Coming back to the topic, I wouldn't head to Quebec for sure, not atleast till I master French (and I don't know if I want to at this point of time) so that's off. To me, when I think of Canada the biggest factor that comes to my mind is the cold winters. I was fine with the mid western (MO, OH, KS, KY but Chicago was terrible sometimes with it's windy city tag) winters in the US but I guess that's hardly anything compared to the winters in Canada so that's my biggest concern. A place that's got milder winters, good summers, good nature spots (me & my wife both love outdoors compared to hustle & bustle of the city) ok if it suburban but safety is big deal, and good convenience in terms of shopping (essentials atleast) and job market. I guess this is the dream anyone has.. lol.. so pardon it's a lot of things.. On the Indian community, that wouldn't be a countering factor to me so that's fine but good to know though.


----------



## EVHB (Feb 11, 2008)

Toronto isn't as bad as Chicago during winters! I don't like Chicago winters at all (too cold, to windy), but I do like Toronto winter. 
Of course, winters in cities like Edmonton, Calgary, Montreal are worse. Don't know about the Atlantic, haven't been there during winter and don't know people who do.


----------



## luvcanada (Nov 10, 2011)

I agree with EVHB. The temperature of Toronto is similar to Chicago but without as much wind.

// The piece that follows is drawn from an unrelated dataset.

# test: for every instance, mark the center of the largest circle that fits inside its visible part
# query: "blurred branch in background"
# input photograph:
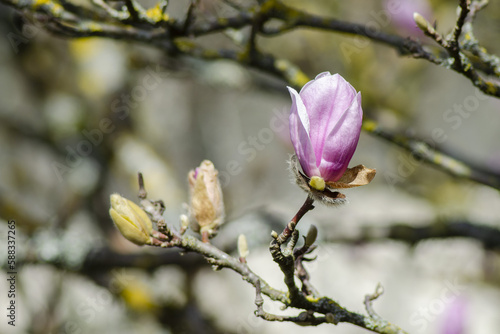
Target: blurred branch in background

There is also a large Indian community in Toronto and the surrounding communities.


----------



## dm2 (Mar 12, 2013)

Thanks EVHB & luvcanada!

Toronto does seem like a fair choice for the Indians, have had a friend of mine who stayed there quite a bit before moving out to US. The job market is also active I've heard, is it the best place for job seekers in all of Canada (not sure if there is any stats that projects this analysis).


----------



## EVHB (Feb 11, 2008)

Moving to a big metropolitan area has it advantages:
easy access to airport
public transportation (but don't expect too much of it! Most people still need a car if you don't work downtown Toronto)
easy access to culture (theatre, galleries, musea, sport, concerts)
lots of opportunities for higher education (colleges, universities)
specialized services for immigrants (language training, settlement workers, workshops)
lots of job
etc
But it also has its disadvantages:
lots of competition for these jobs
housing prices are expensive
less integration into Canadian society if you are part of a group that is well represented under immigrants

If you work in corporate IT for instance, yes, it's best to live close to Toronto (Vancouver, Calgary,...). But if you are an IT Technician, it's a good idea to also look at the midsize to small cities. Probably less competition for the jobs and definitely cheaper to live.

Some reading material:
Recent Immigrants in Metropolitan Areas: Canada—A Comparative Profile Based on the 2001 Census
Immigrant unemployment: The more education, the bigger the gap - National | Globalnews.ca
TRIEC | Frequently asked questions


----------



## dm2 (Mar 12, 2013)

The second article on Immigrant unemployment is quite scary. The biggest problem around the world in my opinion is not getting a job but having the legal right to work and that is why people go to Australia / Canada since they get the PR which assures the employer they don't have to deal with anything apart from validating whether the Immigrant meets the job requirements. 
It is indeed a huge untapped resource for the Canadian economy, I guess the efforts to get the new immigrant a job before he / she enters the land is laudable.


----------